焼き討ちした村を離れ、大勢の兵士が銃を携行して移動するシーンには、日本のMGC製モデルガンM16自動小銃が小道具として使われていた。
受賞・ノミネート編集
- 第59回アカデミー賞
- 受賞:作品賞、監督賞、編集賞、録音賞
- ノミネート:脚本賞、助演男優賞(ベレンジャー/デフォー)、撮影賞
- 第44回 ゴールデングローブ賞
- 受賞:ドラマ部門作品賞/監督賞/助演男優賞(ベレンジャー)
- ノミネート:脚本賞
- 第41回 英国アカデミー賞
- 受賞:監督賞、編集賞
- ノミネート:撮影賞
- 第2回 インディペンデント・スピリット賞
- 受賞:作品賞、監督賞、脚本賞、撮影賞
- ノミネート:主演男優賞(デフォー)
- 第37回ベルリン国際映画祭 銀熊賞(監督賞)
- 第22回 カンザスシティ映画批評家協会賞 監督賞
- 第7回 ボストン映画批評家協会賞 監督賞
- 第61回 キネマ旬報ベスト・テン 委員選出外国語映画第2位
- 第11回 日本アカデミー賞 最優秀外国語作品賞
脚注編集
- ^ “Platoon (1986)” (英語). Box Office Mojo. 2011年4月3日閲覧。

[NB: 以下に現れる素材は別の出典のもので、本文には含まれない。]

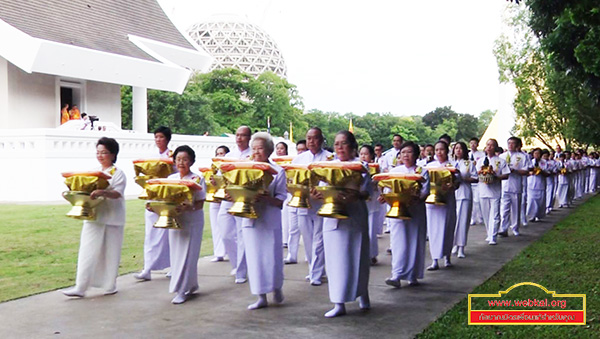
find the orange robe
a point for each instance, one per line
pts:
(64, 116)
(75, 114)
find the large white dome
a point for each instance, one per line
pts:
(239, 44)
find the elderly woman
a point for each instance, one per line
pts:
(407, 237)
(185, 242)
(262, 236)
(156, 240)
(101, 239)
(218, 245)
(367, 155)
(346, 241)
(441, 219)
(464, 196)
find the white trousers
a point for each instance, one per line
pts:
(218, 245)
(463, 218)
(510, 211)
(156, 244)
(490, 209)
(99, 256)
(311, 227)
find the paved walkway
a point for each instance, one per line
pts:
(143, 309)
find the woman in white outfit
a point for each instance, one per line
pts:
(346, 241)
(156, 240)
(441, 219)
(464, 197)
(218, 245)
(185, 242)
(262, 236)
(408, 237)
(367, 154)
(101, 239)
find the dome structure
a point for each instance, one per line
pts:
(236, 43)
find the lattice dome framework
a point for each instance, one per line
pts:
(239, 44)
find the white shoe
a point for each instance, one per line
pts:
(73, 292)
(143, 275)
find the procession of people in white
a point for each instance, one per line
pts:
(525, 188)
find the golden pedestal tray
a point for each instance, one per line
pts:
(146, 169)
(245, 180)
(404, 190)
(298, 184)
(441, 180)
(165, 195)
(81, 185)
(341, 177)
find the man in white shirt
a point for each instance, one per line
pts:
(311, 225)
(391, 154)
(512, 188)
(231, 227)
(474, 156)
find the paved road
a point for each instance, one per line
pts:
(143, 309)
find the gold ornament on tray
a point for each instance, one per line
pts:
(81, 185)
(441, 180)
(341, 177)
(405, 189)
(298, 184)
(146, 169)
(165, 195)
(245, 180)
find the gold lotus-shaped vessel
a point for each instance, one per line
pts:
(341, 177)
(441, 180)
(404, 190)
(81, 185)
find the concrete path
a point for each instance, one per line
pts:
(143, 309)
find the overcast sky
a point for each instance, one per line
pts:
(403, 57)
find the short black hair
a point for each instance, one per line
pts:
(186, 149)
(166, 131)
(223, 147)
(350, 138)
(111, 145)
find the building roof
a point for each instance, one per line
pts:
(102, 25)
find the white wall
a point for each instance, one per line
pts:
(33, 160)
(32, 100)
(104, 101)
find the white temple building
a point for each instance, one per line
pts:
(79, 52)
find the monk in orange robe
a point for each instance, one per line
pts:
(64, 114)
(74, 112)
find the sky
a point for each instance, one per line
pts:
(402, 57)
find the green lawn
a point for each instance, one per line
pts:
(39, 244)
(566, 260)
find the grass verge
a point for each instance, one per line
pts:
(39, 245)
(566, 259)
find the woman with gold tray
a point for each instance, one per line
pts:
(408, 236)
(101, 239)
(214, 206)
(156, 240)
(346, 241)
(441, 211)
(262, 234)
(185, 243)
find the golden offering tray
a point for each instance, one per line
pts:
(404, 190)
(283, 160)
(245, 180)
(153, 168)
(165, 195)
(81, 185)
(441, 180)
(342, 177)
(298, 184)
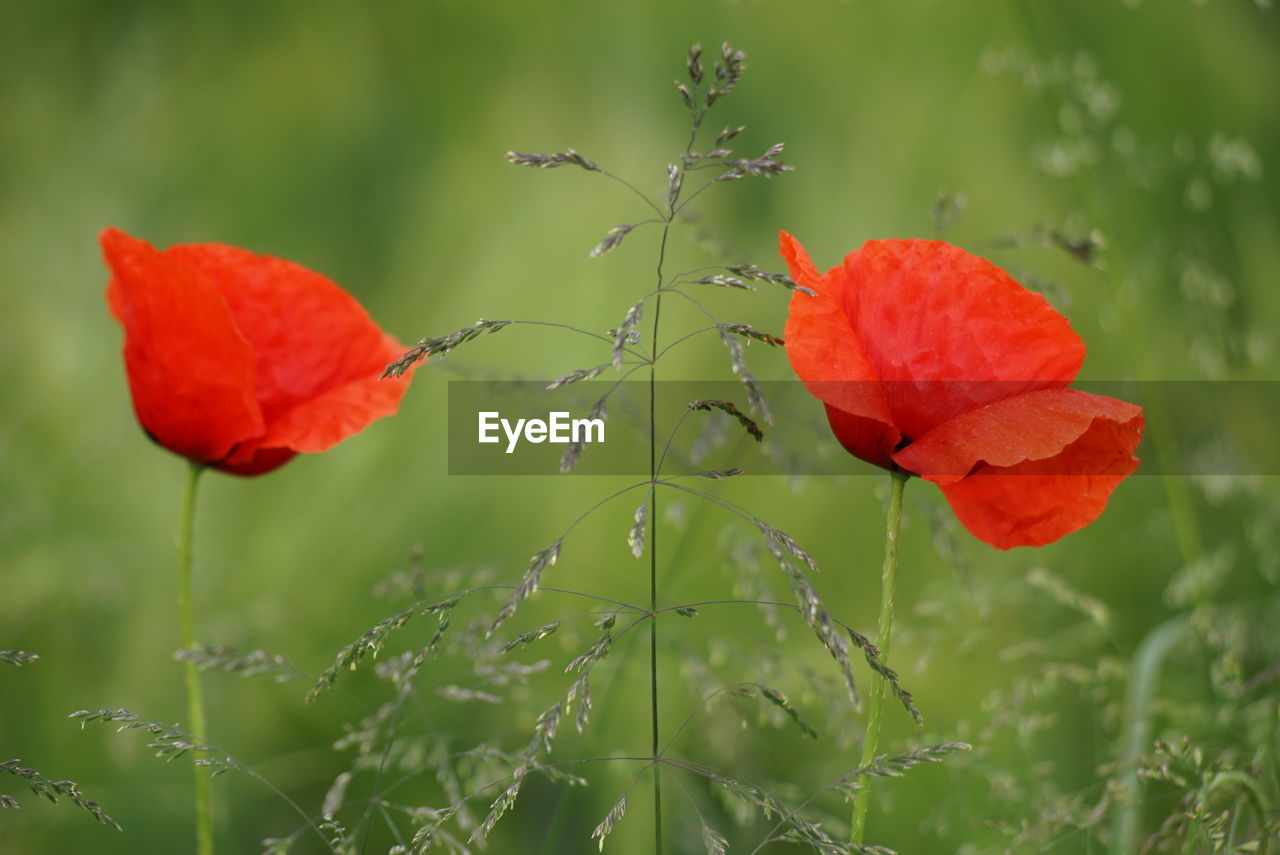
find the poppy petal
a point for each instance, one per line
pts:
(954, 330)
(1033, 426)
(310, 337)
(827, 356)
(191, 373)
(323, 421)
(1036, 502)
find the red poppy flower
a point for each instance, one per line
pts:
(936, 362)
(238, 360)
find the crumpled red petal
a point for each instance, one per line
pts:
(191, 373)
(1036, 502)
(306, 361)
(311, 338)
(827, 356)
(951, 332)
(1033, 426)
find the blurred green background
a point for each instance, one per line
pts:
(366, 141)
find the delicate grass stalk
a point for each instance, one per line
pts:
(883, 638)
(653, 556)
(195, 696)
(1143, 682)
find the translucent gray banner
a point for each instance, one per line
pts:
(602, 428)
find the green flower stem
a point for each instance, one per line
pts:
(195, 696)
(883, 638)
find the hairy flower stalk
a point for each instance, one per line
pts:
(191, 673)
(883, 638)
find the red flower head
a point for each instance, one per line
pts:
(240, 361)
(935, 361)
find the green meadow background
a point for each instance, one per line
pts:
(366, 141)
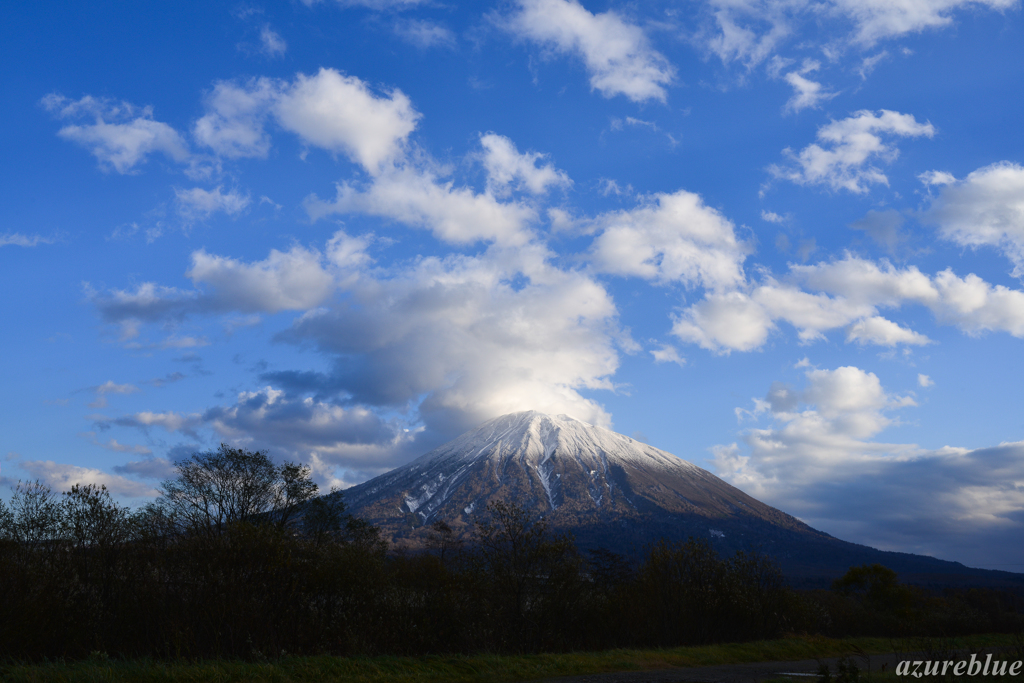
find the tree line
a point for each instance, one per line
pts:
(242, 558)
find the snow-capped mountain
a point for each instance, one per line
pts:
(610, 491)
(572, 473)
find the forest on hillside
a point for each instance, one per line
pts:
(242, 558)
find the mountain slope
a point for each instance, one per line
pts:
(610, 491)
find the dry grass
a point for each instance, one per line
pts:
(448, 669)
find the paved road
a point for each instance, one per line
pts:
(740, 673)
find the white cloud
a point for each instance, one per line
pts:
(271, 44)
(807, 93)
(121, 135)
(668, 353)
(817, 459)
(753, 31)
(424, 34)
(18, 240)
(233, 124)
(877, 330)
(615, 52)
(110, 387)
(867, 65)
(826, 296)
(969, 302)
(985, 209)
(199, 204)
(341, 114)
(60, 476)
(151, 468)
(883, 227)
(113, 444)
(418, 198)
(458, 336)
(508, 169)
(354, 437)
(378, 5)
(750, 31)
(723, 323)
(671, 238)
(460, 340)
(329, 110)
(285, 281)
(877, 19)
(937, 178)
(850, 144)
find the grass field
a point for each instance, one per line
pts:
(458, 669)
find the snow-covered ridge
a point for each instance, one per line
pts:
(534, 444)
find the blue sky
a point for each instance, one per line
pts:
(782, 240)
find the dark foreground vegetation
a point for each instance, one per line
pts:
(239, 558)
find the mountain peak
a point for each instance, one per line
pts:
(557, 464)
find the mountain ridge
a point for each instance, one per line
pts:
(610, 491)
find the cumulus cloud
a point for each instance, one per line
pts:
(749, 31)
(985, 209)
(198, 204)
(752, 31)
(848, 293)
(876, 19)
(285, 281)
(418, 198)
(109, 387)
(424, 34)
(508, 169)
(458, 340)
(329, 110)
(849, 146)
(883, 227)
(877, 330)
(121, 135)
(61, 476)
(458, 337)
(151, 468)
(671, 238)
(169, 421)
(296, 280)
(233, 126)
(18, 240)
(353, 437)
(117, 446)
(807, 93)
(341, 114)
(271, 44)
(615, 52)
(817, 459)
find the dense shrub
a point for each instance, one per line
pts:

- ^ 『キネマ旬報ベスト・テン85回全史 1924-2011』(キネマ旬報社、2012年)460頁
- ^ 終盤の通信のシーンでは阪口周平になっている。
- ^ “第1回 淀川長治氏の作品評価をひっくり返した日本語吹き替え版の偉業”. ふきカエル大作戦 日本語吹替え専門. アンソニーの吹替え事件ファイル (2022年7月1日). 2022年9月5日閲覧。
- ^ バーンズ軍曹のモデルとなった人物は、過去、顔のキズを治すため沖縄基地へ赴任したことがあり日本人女性と結婚している(原作より)。
- ^ ダイは本作のノベライズも執筆している。
- ^ 通訳兵ラーナーを演じたジョニー・デップは、シンプルに当時交際していた女優のシェリリン・フェンの名前を書いた。また彼は撮影当時22歳であったが、アメリカ国外へ出たのは『プラトーン』の撮影が初めてであった。彼の将来性を見抜いていたストーンは、ジョニー・デップを初めてハリウッドに紹介した人物であるとされている。